The microarray technique is thus analogous to performing many PCR reactions and hybridization reactions at the same time and has the advantage of being versatile [16]. The aim of this study was to develop a diagnostic microarray for the identification of single strains of food-borne fungi that are most prevalent in South African Selleck GSK1838705A food commodities, and to detect the ability of these fungi to produce
mycotoxins in laboratory and food samples. A total of 40 food-borne fungi isolated from different foods that belong to the genera Alternaria, Aspergillus, Bipolaris, Claviceps, Curvularia, Diplodia, Drechslera, Eurotium, Fusarium, Penicillium and Pithomyces, were used. For fungal discrimination, the polymorphisms of the internal transcribed spacer (ITS) regions and the elongation factor 1- alpha (EF-1 α) gene were exploited for the design of the oligonucleotide probes. The specificity of a probe was increased in some instances by substituting an oligonucleotide with a high affinity DNA analogue known as MI-503 concentration locked nucleic acid (LNA). A locked nucleic acid nucleotide analogue consists of a 2′-O,4′-C methylene bridge and locks the LNA structure into a rigid bicyclic formation and displays unprecedented hybridization affinity towards complementary DNA and RNA [17]. It is most disruptive, and thus gives a better signal, in a centre position.
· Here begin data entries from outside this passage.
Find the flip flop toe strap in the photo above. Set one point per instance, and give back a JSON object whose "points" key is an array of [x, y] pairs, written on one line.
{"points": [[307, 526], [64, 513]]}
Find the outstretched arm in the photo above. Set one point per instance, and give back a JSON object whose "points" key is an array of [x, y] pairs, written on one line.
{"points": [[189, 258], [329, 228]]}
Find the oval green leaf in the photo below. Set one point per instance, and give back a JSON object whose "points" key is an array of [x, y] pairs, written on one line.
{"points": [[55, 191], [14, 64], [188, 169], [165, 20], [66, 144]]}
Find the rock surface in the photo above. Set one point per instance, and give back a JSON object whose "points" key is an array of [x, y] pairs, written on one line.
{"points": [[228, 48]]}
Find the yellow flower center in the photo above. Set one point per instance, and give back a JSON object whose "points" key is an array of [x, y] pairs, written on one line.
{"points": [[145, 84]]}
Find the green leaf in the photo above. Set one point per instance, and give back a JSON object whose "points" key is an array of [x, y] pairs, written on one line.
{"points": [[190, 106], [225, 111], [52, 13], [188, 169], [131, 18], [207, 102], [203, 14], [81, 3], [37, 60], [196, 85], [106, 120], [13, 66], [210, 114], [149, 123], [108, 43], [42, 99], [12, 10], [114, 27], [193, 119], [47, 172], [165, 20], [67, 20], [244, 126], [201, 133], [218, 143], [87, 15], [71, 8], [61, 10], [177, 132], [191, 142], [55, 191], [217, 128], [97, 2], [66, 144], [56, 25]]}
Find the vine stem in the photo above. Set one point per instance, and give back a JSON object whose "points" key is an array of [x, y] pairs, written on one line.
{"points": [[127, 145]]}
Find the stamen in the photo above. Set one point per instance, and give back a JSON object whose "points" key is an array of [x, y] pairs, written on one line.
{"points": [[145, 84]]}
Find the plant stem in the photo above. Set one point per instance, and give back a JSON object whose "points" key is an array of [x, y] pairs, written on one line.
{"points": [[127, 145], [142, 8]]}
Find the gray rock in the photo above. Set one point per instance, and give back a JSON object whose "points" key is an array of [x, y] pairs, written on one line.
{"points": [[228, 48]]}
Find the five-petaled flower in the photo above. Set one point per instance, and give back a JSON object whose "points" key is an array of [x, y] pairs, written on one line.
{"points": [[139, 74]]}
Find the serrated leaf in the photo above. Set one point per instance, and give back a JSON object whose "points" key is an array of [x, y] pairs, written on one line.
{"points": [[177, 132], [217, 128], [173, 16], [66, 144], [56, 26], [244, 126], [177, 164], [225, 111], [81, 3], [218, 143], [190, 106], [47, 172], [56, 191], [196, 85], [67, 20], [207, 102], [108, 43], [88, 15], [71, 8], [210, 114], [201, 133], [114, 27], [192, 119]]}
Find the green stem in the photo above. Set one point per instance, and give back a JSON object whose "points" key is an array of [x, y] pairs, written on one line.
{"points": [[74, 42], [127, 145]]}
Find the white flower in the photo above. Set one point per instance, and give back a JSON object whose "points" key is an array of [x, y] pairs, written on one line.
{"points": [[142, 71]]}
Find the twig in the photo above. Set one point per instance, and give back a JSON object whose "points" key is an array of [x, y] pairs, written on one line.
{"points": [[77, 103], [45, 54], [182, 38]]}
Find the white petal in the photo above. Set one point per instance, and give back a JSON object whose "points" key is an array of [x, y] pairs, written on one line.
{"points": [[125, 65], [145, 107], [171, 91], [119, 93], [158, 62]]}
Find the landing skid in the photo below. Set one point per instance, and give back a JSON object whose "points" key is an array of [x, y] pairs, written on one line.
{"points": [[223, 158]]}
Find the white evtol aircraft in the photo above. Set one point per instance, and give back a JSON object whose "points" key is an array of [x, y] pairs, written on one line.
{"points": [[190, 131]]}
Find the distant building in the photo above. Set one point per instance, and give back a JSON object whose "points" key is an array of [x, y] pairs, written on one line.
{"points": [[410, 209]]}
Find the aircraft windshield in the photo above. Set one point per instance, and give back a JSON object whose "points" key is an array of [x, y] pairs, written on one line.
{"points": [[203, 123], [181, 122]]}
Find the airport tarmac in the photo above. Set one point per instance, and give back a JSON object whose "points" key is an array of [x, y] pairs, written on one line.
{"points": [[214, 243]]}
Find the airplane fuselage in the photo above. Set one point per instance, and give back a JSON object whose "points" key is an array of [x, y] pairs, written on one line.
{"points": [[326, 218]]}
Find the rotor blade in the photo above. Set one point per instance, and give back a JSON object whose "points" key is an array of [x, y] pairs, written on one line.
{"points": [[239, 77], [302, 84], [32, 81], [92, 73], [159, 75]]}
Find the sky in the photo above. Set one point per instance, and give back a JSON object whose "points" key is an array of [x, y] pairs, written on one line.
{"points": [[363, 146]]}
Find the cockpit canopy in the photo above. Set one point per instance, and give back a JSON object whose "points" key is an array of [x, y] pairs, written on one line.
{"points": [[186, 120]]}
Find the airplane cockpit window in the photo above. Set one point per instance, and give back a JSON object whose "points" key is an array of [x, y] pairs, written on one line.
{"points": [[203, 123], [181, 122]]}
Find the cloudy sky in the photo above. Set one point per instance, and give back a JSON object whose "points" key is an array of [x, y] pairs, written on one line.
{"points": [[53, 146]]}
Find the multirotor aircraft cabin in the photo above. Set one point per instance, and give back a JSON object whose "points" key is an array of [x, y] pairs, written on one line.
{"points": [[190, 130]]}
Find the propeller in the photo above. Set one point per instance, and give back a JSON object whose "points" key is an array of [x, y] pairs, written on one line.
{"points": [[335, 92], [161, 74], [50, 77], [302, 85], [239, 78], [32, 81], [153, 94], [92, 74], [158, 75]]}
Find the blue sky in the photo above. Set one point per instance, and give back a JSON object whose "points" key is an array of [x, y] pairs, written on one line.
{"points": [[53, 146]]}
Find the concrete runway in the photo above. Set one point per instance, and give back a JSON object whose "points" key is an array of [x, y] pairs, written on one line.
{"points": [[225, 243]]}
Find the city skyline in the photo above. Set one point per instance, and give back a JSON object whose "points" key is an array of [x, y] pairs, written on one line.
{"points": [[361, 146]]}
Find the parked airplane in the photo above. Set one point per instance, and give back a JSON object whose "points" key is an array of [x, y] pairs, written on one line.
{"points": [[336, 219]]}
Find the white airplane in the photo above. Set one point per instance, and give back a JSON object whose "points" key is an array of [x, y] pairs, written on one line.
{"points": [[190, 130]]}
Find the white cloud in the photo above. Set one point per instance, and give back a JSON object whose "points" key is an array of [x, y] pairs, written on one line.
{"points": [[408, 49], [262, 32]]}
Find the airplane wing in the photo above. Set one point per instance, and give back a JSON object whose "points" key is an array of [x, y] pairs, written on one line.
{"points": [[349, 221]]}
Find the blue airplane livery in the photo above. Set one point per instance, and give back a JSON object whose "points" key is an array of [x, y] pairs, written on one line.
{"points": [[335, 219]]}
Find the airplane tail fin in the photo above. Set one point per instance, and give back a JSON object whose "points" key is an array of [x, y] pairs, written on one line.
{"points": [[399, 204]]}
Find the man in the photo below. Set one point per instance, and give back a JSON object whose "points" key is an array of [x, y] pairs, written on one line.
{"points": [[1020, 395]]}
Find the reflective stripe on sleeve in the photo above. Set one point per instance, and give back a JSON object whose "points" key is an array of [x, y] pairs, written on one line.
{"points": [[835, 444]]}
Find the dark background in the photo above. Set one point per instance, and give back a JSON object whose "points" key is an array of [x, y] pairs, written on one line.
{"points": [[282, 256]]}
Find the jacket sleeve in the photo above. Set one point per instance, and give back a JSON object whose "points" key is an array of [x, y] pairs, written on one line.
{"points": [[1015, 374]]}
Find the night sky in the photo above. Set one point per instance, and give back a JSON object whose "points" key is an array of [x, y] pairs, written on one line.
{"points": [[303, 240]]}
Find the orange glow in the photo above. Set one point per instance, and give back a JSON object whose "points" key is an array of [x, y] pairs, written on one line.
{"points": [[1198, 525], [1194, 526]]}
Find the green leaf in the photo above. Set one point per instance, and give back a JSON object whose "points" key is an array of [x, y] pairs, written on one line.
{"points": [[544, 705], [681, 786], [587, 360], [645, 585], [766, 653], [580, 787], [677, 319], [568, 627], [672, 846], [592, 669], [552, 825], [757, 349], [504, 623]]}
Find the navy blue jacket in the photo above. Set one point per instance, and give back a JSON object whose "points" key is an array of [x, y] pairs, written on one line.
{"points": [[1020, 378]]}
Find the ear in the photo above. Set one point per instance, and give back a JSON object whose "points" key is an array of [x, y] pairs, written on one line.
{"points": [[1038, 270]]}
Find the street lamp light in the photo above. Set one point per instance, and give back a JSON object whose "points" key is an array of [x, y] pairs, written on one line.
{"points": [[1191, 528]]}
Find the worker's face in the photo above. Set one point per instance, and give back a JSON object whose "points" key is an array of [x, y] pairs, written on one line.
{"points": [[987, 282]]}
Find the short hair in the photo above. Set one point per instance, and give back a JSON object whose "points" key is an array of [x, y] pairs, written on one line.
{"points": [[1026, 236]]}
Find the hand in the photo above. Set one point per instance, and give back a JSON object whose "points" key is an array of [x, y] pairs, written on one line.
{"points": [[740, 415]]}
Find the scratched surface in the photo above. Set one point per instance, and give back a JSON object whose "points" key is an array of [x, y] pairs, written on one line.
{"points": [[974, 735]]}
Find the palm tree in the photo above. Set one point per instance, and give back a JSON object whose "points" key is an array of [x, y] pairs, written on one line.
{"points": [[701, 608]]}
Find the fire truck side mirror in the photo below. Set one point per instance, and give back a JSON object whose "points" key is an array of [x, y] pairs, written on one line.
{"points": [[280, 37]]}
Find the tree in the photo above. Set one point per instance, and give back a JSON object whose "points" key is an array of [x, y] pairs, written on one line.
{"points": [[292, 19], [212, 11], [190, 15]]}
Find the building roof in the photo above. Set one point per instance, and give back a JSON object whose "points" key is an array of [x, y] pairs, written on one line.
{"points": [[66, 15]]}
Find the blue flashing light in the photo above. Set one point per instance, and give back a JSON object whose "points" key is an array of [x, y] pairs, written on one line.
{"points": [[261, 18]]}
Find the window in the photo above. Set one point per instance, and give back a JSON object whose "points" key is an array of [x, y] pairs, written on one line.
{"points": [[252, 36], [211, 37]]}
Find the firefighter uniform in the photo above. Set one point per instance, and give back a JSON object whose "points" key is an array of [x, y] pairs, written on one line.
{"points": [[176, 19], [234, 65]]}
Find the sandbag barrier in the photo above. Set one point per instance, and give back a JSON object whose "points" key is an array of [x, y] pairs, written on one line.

For the detection
of fungi that can produce mycotoxins, oligonucleotide probes for the genes leading to mycotoxin production were selected
from public databases and included in the oligonucleotide array. The combination of ITS, EF-1 Cyclosporin A order α and mycotoxin genes on the same array was evaluated for the potential of the array to identify the forty fungal isolates and the genes involved in pathways leading to toxin production. Results Probe design A 96-probe oligonucleotide microarray was constructed for the simultaneous Farnesyltransferase detection and identification of potentially mycotoxigenic fungi. Probes for the array were designed by exploiting the polymorphisms of the internal transcribed spacer (ITS) regions of the rRNA complex. Amplification of fungal DNA with the universal fungal primers ITS1 and ITS4 and subsequent sequence analysis allowed the differentiation of most of the fungal species studied. Several unique polymorphisms (sequence data can be found in GenBank with accession numbers [GenBank:FJ864706, GenBank:FJ864709, GenBank:FJ864710, GenBank:FJ864708, GenBank:FJ864711, GenBank:FJ864703, GenBank:FJ864704, GenBank:FJ864705, GenBank:FJ864707, and GenBank:FJ864712]) could be identified within the PCR products generated for each fungal species. However, amplification of the Fusarium species showed no significant differences between the sequences of the PCR products generated with the ITS primers. Therefore, the elongation factor 1-alpha (EF-1 α) gene was used for the identification of polymorphisms in Fusarium species and for the design of unique species- or genus-specific probes.